Cruise lines may be back in business on American waters by the middle of summer, the Centers for Disease Control and Prevention said.
There are some specific boxes to check before passenger excursions can resume, however, with vessels needing 98 percent of their crew and 95 percent of their passengers to be fully vaccinated, according to the CDC.
Recent talks between the cruise lines and the CDC resulted in a CDC agreement to alter its strict testing requirements and pave the way for easier approval to leave port.
CDC spokesperson Caitlin Shockey gave USA Today a timeline.
“CDC looks forward to continued engagement with the industry and urges cruise lines to submit Phase 2A port agreements as soon as possible to maintain the timeline of passenger voyages by mid-July,” Shockey said.
Royal Caribbean CEO Richard Fain wasn’t certain about mid-summer but did not rule it out.
“I would also emphasize that the restart does not mean that we will immediately go in to full operation,” he said in a conference call. “We are hopeful about restarting.
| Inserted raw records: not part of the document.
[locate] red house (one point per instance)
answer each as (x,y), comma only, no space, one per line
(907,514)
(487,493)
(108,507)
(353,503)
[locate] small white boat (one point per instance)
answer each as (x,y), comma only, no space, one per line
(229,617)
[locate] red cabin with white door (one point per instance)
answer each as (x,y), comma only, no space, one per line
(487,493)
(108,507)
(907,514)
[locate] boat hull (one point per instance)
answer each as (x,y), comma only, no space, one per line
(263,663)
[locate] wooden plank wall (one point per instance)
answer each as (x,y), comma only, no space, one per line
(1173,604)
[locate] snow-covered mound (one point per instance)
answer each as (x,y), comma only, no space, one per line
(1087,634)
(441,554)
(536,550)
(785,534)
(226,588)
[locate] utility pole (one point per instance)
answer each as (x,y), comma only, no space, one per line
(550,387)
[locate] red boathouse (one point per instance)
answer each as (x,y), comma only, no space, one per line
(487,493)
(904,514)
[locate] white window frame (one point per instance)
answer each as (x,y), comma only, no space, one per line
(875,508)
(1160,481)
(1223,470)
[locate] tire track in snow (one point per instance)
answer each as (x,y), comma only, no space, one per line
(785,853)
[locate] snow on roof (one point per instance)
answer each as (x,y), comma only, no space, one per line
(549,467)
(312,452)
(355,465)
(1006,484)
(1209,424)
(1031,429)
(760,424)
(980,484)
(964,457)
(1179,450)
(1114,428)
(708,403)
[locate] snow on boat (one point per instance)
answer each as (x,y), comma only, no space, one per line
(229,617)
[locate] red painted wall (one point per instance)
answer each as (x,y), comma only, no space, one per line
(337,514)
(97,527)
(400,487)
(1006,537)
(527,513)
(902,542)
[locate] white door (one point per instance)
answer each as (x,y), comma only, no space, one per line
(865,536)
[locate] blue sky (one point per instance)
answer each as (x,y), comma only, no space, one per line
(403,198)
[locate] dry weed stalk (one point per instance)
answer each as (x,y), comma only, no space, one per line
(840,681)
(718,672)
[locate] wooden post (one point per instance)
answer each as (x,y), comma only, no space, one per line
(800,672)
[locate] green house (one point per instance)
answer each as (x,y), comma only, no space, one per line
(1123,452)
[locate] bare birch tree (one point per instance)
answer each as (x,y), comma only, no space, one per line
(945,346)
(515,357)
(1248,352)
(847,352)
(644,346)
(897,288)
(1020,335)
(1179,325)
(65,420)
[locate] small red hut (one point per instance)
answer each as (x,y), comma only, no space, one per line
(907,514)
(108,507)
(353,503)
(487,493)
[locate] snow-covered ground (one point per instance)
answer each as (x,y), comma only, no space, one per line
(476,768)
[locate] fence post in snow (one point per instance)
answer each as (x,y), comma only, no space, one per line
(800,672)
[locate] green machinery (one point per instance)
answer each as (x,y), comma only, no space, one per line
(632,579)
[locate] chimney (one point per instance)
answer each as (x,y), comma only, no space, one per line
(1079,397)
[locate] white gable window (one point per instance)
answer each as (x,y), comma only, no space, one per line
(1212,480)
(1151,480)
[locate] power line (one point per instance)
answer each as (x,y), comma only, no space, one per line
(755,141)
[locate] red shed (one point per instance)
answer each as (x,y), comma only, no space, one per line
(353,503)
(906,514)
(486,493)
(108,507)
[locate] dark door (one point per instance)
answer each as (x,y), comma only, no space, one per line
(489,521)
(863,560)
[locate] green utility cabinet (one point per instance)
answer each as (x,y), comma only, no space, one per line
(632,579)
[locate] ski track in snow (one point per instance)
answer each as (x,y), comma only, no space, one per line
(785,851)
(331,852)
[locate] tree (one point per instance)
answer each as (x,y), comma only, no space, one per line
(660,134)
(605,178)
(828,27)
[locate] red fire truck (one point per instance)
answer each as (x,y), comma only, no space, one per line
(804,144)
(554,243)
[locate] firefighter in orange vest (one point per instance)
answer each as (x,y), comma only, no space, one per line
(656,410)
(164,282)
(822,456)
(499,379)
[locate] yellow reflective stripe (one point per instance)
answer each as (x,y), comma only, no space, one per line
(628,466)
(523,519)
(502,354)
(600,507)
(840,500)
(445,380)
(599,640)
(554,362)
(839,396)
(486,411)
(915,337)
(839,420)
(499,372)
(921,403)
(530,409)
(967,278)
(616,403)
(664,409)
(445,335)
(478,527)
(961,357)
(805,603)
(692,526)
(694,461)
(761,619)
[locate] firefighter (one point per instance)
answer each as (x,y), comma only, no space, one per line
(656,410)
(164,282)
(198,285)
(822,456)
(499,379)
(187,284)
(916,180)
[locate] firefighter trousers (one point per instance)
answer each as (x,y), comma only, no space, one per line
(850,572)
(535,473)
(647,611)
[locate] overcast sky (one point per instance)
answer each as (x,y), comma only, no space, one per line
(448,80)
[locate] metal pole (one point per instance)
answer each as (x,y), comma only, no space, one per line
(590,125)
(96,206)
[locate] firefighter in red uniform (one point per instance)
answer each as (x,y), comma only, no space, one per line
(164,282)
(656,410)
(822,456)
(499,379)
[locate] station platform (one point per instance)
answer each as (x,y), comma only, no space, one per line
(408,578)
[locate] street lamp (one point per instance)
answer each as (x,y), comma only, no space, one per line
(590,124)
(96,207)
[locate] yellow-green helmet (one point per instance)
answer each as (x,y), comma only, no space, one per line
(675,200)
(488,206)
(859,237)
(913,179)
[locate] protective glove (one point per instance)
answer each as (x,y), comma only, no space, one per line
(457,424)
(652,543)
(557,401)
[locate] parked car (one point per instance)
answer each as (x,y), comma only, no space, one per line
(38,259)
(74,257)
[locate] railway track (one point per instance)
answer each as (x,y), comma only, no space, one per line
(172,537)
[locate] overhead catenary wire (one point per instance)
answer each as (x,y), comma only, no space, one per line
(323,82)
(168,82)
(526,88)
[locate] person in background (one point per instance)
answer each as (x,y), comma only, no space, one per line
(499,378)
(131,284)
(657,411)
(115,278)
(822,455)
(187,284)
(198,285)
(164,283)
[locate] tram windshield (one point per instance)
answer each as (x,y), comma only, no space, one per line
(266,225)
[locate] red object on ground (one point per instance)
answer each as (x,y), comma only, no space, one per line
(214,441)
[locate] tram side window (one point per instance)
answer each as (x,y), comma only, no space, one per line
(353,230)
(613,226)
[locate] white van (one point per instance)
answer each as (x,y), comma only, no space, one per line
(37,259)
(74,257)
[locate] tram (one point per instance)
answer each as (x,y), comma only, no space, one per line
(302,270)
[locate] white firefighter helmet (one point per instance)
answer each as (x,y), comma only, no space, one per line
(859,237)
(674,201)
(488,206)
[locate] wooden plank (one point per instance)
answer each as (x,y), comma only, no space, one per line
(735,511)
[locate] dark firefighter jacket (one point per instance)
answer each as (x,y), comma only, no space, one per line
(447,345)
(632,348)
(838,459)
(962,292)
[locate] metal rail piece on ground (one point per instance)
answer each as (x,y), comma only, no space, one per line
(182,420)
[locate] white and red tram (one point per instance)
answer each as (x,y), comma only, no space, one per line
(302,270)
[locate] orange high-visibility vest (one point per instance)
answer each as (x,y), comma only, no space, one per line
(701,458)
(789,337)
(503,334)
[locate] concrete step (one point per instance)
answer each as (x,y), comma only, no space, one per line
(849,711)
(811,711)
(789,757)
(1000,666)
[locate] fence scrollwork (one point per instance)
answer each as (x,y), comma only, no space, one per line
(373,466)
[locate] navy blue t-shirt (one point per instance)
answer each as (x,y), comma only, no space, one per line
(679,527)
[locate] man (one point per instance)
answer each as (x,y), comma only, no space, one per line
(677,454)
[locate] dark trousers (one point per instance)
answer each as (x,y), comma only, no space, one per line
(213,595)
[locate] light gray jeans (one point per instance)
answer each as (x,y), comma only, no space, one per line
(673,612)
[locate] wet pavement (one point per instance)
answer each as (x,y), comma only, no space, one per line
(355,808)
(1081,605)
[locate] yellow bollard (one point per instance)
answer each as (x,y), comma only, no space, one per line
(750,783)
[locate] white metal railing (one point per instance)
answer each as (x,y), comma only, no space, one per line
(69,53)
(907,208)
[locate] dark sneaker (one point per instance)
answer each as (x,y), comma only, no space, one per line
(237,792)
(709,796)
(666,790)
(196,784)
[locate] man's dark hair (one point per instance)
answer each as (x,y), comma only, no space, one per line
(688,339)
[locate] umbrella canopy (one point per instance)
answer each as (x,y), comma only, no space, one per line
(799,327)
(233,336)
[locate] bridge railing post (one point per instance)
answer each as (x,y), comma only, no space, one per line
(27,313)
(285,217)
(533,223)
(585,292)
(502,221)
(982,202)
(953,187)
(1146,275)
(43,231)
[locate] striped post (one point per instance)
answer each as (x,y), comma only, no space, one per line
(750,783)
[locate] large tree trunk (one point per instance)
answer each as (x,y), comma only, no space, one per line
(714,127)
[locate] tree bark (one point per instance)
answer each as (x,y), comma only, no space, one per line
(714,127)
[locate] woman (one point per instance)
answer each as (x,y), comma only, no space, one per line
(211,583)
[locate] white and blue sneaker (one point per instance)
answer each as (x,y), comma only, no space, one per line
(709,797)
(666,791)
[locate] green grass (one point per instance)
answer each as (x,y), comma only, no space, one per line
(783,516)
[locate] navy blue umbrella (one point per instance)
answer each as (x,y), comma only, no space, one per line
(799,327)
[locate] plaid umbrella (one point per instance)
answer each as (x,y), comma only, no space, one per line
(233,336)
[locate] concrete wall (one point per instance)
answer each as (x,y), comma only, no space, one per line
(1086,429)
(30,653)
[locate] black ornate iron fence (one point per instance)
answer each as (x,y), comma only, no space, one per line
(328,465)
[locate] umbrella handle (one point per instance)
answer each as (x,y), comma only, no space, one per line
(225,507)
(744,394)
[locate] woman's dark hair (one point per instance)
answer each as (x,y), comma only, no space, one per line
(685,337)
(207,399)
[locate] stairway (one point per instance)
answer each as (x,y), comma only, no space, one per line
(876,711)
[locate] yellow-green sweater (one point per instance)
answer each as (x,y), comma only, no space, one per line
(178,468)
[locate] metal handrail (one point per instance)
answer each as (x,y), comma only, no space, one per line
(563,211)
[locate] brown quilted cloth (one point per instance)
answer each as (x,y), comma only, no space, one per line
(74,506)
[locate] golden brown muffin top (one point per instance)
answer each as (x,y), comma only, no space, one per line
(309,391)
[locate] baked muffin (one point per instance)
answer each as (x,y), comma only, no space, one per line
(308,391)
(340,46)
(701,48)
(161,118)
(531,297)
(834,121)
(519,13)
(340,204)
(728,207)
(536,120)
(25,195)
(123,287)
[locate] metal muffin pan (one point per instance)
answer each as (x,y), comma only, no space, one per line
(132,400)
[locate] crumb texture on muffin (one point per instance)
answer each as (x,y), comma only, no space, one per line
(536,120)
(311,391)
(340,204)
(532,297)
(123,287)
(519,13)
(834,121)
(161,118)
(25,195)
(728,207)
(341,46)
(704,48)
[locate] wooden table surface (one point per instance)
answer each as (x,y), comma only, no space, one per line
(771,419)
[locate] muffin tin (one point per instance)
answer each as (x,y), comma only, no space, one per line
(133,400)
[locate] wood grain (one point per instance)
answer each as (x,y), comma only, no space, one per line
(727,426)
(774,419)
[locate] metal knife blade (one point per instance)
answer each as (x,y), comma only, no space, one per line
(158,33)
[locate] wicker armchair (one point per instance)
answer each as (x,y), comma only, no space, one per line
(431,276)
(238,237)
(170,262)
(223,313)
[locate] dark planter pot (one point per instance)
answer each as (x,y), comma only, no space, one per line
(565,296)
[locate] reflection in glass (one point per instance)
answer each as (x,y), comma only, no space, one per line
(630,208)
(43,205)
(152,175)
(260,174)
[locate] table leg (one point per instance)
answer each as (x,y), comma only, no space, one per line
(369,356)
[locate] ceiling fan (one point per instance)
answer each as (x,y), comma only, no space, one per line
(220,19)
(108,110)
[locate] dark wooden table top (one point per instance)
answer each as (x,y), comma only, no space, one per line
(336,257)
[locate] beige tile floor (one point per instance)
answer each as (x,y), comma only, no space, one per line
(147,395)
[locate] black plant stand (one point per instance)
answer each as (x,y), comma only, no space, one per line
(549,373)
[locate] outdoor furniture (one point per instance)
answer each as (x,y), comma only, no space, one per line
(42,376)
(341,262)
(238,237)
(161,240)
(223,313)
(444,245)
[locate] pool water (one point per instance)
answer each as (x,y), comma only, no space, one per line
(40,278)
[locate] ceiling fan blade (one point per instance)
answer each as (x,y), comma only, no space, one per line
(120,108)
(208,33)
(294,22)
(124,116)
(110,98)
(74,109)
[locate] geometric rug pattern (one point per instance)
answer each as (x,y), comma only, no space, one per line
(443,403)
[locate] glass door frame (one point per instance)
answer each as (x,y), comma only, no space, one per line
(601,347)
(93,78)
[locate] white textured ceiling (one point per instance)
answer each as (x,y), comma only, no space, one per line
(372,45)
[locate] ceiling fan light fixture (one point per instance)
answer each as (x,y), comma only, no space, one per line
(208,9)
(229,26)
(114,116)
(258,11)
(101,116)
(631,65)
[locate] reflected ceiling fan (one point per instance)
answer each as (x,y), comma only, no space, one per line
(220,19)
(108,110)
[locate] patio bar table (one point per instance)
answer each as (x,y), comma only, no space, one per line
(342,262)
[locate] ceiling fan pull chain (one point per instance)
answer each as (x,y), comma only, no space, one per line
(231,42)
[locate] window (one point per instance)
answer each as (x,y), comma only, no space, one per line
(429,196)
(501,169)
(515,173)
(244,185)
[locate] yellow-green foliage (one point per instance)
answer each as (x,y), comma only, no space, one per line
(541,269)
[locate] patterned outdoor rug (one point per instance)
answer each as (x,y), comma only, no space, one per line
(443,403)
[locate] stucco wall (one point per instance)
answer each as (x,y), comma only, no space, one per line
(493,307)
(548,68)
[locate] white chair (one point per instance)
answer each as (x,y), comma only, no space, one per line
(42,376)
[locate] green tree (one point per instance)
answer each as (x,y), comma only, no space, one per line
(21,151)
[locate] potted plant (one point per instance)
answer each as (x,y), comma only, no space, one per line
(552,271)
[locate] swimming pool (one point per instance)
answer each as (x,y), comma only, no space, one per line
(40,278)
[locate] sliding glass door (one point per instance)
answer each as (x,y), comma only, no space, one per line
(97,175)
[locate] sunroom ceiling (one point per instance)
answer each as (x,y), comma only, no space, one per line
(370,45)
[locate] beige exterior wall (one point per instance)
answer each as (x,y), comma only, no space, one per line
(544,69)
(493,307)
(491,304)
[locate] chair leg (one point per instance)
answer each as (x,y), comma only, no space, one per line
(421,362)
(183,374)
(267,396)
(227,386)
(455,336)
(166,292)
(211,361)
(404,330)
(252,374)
That restart will be gradual and deliberate.
“It could be possible to restart cruising by mid-July.”
The market reacted favorably to the possible end of the 12+-month down time. Carnival Corp. stocks were up almost 2%; Royal Caribbean, 1%; and shares of Norwegian Cruise Lines, the smallest of the three by fleet size, were up almost 4%.
Norwegian Cruise Line CEO Frank Del Rio told USA Today he welcomed the news.
“We are hopeful that the CDC’s most recent letter is a harbinger of more good things to come,” Del Rio said on Thursday.
Florida Gov. Ron DeSantis has blasted previous CDC restrictions as “baseless” and, earlier this month, his state sued the federal government, insisting that cruises from U.S. ports resume.